He's not alone. Another neighbor — a guy who doesn't even live in his house full-time because he's renting it out on short-term leases at $6,000 a month — is equally livid. The ADU might shade his vegetable garden. A vegetable garden at a house he doesn't occupy. You genuinely cannot make this up.

This is the San Francisco housing crisis distilled to its purest, most maddening essence. The people who benefited most from decades of rising property values — paying maybe $3,000 a year in property taxes on a home worth several million, thanks to Prop 13 — are the same people wielding every bureaucratic tool available to prevent anyone else from getting a foothold.

As one local put it, "Dude with eight houses complaining about someone building one ADU is peak Bay Area energy." Another SF resident shared a similar story: "My neighbor questioned the height of my ADU saying it blocked her view. Because we all know she owns that view."

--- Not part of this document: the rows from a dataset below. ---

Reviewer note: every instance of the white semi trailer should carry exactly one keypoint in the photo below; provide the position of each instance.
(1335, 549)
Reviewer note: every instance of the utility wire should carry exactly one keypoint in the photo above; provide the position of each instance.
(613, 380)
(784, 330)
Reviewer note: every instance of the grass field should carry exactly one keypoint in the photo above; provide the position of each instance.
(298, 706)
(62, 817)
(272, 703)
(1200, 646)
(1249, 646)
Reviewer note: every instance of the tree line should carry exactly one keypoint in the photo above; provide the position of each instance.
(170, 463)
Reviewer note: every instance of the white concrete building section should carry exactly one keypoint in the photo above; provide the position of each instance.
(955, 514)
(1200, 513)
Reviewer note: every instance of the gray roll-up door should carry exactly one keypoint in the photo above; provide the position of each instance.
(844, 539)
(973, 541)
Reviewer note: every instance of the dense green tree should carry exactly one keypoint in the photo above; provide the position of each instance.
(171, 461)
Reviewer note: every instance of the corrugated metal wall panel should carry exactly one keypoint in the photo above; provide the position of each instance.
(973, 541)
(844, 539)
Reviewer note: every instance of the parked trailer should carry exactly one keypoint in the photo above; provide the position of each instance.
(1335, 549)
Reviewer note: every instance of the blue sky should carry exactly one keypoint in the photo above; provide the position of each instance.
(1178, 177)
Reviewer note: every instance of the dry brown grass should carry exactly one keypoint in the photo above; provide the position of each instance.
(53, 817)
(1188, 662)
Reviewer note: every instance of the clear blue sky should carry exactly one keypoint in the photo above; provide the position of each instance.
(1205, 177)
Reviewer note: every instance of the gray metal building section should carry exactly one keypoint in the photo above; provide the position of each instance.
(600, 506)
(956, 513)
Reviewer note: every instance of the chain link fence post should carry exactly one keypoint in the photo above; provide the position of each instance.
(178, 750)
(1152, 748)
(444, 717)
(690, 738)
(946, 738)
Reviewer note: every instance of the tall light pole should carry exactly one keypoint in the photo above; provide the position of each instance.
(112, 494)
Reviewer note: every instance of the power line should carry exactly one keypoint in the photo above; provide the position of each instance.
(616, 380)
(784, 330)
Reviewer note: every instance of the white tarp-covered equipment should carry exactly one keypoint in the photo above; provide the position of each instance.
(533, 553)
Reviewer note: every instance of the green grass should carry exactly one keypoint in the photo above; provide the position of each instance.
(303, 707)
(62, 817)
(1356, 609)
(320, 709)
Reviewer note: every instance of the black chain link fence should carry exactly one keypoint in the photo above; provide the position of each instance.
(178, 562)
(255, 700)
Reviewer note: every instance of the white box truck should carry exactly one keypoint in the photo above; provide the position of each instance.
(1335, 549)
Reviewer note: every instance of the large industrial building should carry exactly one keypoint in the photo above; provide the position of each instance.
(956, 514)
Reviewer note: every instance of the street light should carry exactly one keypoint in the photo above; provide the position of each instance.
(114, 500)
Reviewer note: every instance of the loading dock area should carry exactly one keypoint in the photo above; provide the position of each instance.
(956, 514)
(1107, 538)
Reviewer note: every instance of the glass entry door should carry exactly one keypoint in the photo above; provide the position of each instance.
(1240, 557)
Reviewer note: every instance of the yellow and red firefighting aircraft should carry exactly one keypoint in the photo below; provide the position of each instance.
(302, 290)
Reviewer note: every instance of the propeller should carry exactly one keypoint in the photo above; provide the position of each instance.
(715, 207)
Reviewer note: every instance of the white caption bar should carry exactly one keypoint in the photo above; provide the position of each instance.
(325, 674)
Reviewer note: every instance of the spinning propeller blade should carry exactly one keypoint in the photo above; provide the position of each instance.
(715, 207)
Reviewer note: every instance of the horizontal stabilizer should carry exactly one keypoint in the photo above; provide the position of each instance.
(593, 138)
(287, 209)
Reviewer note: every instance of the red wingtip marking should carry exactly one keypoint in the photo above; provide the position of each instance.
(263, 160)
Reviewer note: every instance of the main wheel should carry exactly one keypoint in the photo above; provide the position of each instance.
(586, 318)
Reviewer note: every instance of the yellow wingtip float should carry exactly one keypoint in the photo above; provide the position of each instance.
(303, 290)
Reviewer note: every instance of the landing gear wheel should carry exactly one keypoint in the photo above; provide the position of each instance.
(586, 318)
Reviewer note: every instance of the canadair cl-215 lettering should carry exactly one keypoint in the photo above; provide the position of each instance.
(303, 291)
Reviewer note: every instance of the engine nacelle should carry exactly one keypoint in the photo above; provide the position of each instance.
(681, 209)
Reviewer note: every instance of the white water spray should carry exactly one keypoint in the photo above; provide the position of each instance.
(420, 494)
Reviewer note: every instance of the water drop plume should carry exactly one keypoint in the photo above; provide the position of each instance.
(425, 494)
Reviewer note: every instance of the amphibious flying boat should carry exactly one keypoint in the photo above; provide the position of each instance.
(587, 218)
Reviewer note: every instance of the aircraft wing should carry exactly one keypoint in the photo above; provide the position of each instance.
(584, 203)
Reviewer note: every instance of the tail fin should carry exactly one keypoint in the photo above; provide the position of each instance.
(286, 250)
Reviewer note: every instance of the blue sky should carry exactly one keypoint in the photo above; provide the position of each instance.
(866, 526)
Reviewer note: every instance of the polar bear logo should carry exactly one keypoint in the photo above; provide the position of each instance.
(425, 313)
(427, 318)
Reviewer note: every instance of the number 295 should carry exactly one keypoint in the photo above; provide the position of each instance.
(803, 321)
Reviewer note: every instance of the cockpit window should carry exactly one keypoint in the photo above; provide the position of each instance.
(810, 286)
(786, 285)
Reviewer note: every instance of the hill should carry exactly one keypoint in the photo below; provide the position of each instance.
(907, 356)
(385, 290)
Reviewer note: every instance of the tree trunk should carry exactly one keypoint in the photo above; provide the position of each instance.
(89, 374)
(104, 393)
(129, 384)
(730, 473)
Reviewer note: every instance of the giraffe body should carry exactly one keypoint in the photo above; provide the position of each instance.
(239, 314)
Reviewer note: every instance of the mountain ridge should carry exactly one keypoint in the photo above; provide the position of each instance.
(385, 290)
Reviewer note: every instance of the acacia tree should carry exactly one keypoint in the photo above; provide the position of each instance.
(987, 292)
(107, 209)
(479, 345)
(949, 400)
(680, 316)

Let's be clear about what's actually happening here. These aren't concerned citizens protecting neighborhood character. They're property hoarders protecting their portfolios. The "character of the neighborhood" argument has always been a velvet glove over an iron fist — a polite way of saying I got mine, and I'll make damn sure the drawbridge stays up behind me.

San Francisco needs housing. Not in the abstract, not eventually, not after a decade-long permitting gauntlet — now. Every ADU that gets built is one more unit of supply in a market that's been artificially strangled for decades. The fact that it takes someone with a city insider connection just to share these stories anonymously tells you everything about how entrenched these dynamics are.

If you own nine houses and your reaction to one new dwelling unit is outrage rather than self-reflection, you are not the victim. You are the problem. And if our housing policy continues to prioritize the comfort of multi-property owners over the basic shelter needs of working San Franciscans, we deserve every bit of the crisis we've built for ourselves.

Well — the crisis they built. The rest of us are just paying $3,000 a month to live in it.